By Holly Pruett, Life-Cycle Celebrant
When Judge McShane overturned Oregon’s same-sex marriage ban, it was the culmination, for me, of 26 years in the trenches.
I came out just months before the first statewide anti-gay initiative in 1988. I threw myself into that campaign and every subsequent statewide ballot fight, serving as deputy campaign manager for the third round in 1994 and helping to form Basic Rights Oregon. I recruited the very first lesbian couple to marry in Oregon in 2004.
Over the past four years, I’ve served as a consultant to Freedom to Marry while starting to work with couples and families more directly. As a Life-Cycle Celebrant, I create and officiate unique, personalized ceremonies honoring births, deaths, and everything in between. One of my greatest joys is to stand beside gay and lesbian couples to say these hard-won words: “By the power vested in me by the state of Oregon…”
Couples who engage me to marry them know that a wedding is more than a party. When you set aside the details of décor and DJs, it comes down to this: what are the two of you committing to? Here are five questions to help you make your wedding ceremony a perfect expression of who you are and what you mean to each other.
1. What does marriage mean to you? I’ve been married three times – all to the same woman. Many of us created commitment ceremonies back before legal weddings were conceivable. We married in those few weeks before Measure 36 declared us “null and void.” By the time of the historic ruling, we already felt like an old married couple.
For some, the opportunity to marry is primarily a formality. Having long committed to each other, these couples want a simple way to confirm their legal status. For others, planning a thoughtful ceremony represents a do-over to the hurried, cookie cutter wedding conducted during the brief window in 2004. And then there are the newly-paired lovebirds.
What about you? Is your wedding threshold at the beginning of your journey together? Or a celebration of many years of road-tested commitment? Will it be a renewal of vows you’ve made to each other before, or a chance to newly consider the question of what you’re pledging to each other?
2. Who will marry you? Clergy and judge used to be your only options and they still suit many of us. Others have a best friend do the honors. Wedding Celebrants like me are secular ceremony experts who can help you create a ceremony as unique as the two of you, customizing every word to reflect your love story, your values, your community. Do you want someone to simply officiate the ceremony or to work with you as a creative partner? Do you thrive on the risks and rewards of a DIY approach or do you want the support of a professional with countless weddings-worth of experience?

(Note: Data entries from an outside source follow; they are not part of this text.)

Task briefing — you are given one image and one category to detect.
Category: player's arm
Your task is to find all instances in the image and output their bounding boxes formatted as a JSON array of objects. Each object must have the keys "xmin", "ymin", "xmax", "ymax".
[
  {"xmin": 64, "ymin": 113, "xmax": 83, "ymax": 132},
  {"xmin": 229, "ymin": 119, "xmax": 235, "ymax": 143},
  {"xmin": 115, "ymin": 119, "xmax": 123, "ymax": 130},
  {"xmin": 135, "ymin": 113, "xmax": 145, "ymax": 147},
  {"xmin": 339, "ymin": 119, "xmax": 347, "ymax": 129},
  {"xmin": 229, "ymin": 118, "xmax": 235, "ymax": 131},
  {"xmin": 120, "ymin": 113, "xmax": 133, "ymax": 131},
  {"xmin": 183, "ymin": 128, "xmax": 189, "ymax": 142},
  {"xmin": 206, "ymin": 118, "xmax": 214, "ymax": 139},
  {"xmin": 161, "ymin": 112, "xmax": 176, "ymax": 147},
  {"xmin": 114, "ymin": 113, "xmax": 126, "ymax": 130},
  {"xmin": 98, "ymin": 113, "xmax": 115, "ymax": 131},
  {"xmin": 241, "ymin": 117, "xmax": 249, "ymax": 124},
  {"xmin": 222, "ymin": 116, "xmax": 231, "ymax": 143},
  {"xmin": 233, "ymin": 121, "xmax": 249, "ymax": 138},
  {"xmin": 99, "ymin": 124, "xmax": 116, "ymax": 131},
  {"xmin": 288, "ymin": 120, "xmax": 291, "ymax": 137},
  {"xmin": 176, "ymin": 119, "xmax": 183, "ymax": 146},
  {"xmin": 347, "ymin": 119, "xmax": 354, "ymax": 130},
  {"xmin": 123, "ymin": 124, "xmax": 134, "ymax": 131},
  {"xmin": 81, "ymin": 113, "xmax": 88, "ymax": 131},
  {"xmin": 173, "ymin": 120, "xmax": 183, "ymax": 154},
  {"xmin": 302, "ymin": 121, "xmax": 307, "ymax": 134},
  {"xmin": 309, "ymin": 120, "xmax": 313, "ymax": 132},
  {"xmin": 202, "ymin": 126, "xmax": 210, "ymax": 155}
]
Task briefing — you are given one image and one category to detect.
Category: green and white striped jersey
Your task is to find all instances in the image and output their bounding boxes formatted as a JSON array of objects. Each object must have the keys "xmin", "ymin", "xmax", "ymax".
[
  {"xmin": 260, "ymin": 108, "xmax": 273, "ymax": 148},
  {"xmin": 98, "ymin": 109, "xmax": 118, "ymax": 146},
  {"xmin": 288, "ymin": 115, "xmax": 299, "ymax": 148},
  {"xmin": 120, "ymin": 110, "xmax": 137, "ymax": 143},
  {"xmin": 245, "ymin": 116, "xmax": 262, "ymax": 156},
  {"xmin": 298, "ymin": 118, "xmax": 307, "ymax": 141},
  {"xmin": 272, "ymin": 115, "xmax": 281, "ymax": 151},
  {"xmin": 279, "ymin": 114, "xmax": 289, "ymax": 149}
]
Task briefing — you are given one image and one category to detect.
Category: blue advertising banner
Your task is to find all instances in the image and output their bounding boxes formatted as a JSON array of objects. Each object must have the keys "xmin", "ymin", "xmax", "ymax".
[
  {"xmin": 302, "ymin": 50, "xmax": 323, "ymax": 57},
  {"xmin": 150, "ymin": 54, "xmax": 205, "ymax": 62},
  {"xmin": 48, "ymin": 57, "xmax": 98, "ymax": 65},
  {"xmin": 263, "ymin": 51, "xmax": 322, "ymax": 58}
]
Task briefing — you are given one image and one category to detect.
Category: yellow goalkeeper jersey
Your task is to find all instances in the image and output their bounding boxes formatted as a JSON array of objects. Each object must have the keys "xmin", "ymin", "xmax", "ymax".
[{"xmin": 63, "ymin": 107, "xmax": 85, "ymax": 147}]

3. What will you pledge to each other? Vows are often the last thing a couple gets to after wrangling over guest lists and catering menus. But these promises, likely the most intimate words you’ll speak in public, are truly the heart of the matter. You can each write your own, revealing them at the altar, or write them together (there’s no better values clarification exercise). You can get some great examples off the web or from your Celebrant. Give yourselves plenty of time and see what you can learn about each other through the process!
4. Will you involve your community? If you’re inviting more than the two-witness minimum, it’s because the presence of your community means something to you. How will you express that? A few special people might recite a reading, offer a piece of music. The wisdom of those whose relationships you respect can be written on ribbons that encircle you, to be consulted later when the going gets tough. Everyone can be involved through a ring warming or a community pledge of support. Get creative and find a ritual of connection that reflects you and your peeps.
5. How will you include those not present? Weddings are one of those times when those not present can be felt as deeply as those in the room. Whether deceased, estranged or unsupportive, or unable to attend due to illness or other circumstance, there may be missing loved ones who are on your minds. Find a way to honor their absence, even if privately. More public acknowledgement can take the form of an empty chair, a memory candle, a photo displayed discreetly.